I relative new to sql and I have a statement which takes forever to run.
SELECT
sum(a.amountcur)
FROM
custtrans a
WHERE
a.transdate <= '2013-12-31';
I's a large table but the statemnt takes about 6 minutes!
Any ideas why?
Your select, as you post it, will read 99% of the whole table (2013-12-31 is just a week ago, and i assume most entries are before that date and only very few after). If your table has many large columns (like varchar2(4000)), all that data will be read as well when oracle scans the table. So you might read several KB each row just to get the 30 bytes you need for amountcur and transdate.

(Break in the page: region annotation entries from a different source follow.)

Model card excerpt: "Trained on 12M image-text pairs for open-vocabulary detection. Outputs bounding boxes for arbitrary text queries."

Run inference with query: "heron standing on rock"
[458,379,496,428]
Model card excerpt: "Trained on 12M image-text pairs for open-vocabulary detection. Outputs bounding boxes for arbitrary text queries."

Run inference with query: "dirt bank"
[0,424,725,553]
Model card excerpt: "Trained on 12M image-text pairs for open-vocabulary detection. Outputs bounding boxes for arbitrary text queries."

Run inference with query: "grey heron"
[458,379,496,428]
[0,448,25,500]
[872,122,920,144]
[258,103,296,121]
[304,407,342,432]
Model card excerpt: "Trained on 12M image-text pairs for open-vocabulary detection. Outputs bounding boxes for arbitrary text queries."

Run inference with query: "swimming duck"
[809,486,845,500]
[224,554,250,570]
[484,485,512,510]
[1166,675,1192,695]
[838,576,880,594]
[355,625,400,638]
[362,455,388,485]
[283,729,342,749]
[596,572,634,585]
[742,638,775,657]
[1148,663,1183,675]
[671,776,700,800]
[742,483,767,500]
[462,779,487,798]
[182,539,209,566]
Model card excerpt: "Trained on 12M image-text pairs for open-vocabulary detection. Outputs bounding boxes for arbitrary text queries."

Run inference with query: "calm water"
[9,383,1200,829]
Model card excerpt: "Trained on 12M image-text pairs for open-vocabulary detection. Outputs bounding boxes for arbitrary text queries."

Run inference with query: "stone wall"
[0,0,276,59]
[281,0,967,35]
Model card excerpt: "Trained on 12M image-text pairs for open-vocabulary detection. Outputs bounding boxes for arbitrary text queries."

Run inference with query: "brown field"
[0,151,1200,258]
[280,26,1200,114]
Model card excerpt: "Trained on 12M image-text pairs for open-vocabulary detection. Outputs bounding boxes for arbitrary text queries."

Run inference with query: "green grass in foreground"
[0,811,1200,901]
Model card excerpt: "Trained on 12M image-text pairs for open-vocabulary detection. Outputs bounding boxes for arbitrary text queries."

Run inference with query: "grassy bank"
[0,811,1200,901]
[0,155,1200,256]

If you have this scenario. create a combined index on transdate and amountcur:
CREATE INDEX myindex ON custtrans(transdate, amountcur)
With the combined index, oracle can read the index to fulfill your query and doesn't have to touch the main table at all, which might result in considerably less data that needs to be read from disk.
Make sure the table has an index on transdate.
create index custtrans_idx on custtrans (transdate);
Also if this field is defined as a date in the table then do
SELECT sum(a.amountcur)
FROM custtrans a
WHERE a.transdate <= to_date('2013-12-31', 'yyyy-mm-dd');
If the table is really large, the query has to scan every row with transdate below given.
Even if you have an index on transdate and it helps to stop the scan early (which it may not), when the number of matching rows is very high, it would take considerable time to scan them all and sum the values.
To speed things up, you could calculate partial sums, e.g. for each passed month, assuming that your data is historical and past does not change. Then you'd only need to scan custtrans only for 1-2 months, then quickly scan the table with monthly sums, and add the results.
Try to create an index only on column amountcur:
CREATE INDEX myindex ON custtrans(amountcur)
In this case Oracle will read most probably only the Index (Index Full Scan), nothing else.
Correction, as mentioned in comment. It must be a composite Index:
CREATE INDEX myindex ON custtrans(transdate, amountcur)
But maybe it is a bit useless to create an index just for a single select statement.
One option is to create an index on the column used in the where clause (this is useful if you want to retrieve only 10-15% rows by using indexed column).
Another option is to partition your table if it has millions of rows. In this case also if you try to retrieve 70-80% data, it wont help.
The best option is first to analyze your requirements and then make a choice.
Whenever you deal with date functions it's better to use to_date() function. Do not rely on implicit data type conversion.

How to speed up SQL query with group by statement + max function?

I have a table with millions of rows, and I need to do LOTS of queries which look something like:
select max(date_field)
where varchar_field1 = 'something'
group by varchar_field2;
My questions are:
Is there a way to create an index to help with this query?
What (other) options do I have to enhance performance of this query?
An index on (varchar_field1, varchar_field2, date_field) would be of most use. The database can use the first index field for the where clause, the second for the group by, and the third to calculate the maximum date. It can complete the entire query just using that index, without looking up rows in the table.
Obviously, an index on varchar_field1 will help a lot.
You can create yourself an extra table with the columns
varchar_field1 (unique index)
max_date_field
You can set up triggers on inserts, updates, and deletes on the table you're searching that will maintain this little table -- whenever a row is added or changed, set a row in this table.
We've had good success with performance improvement using this refactoring technique. In our case it was made simpler because we never delete rows from the table until they're so old that nobody ever looks up the max field. This is an especially helpful technique if you can add max_date_field to some other table rather than create a new one.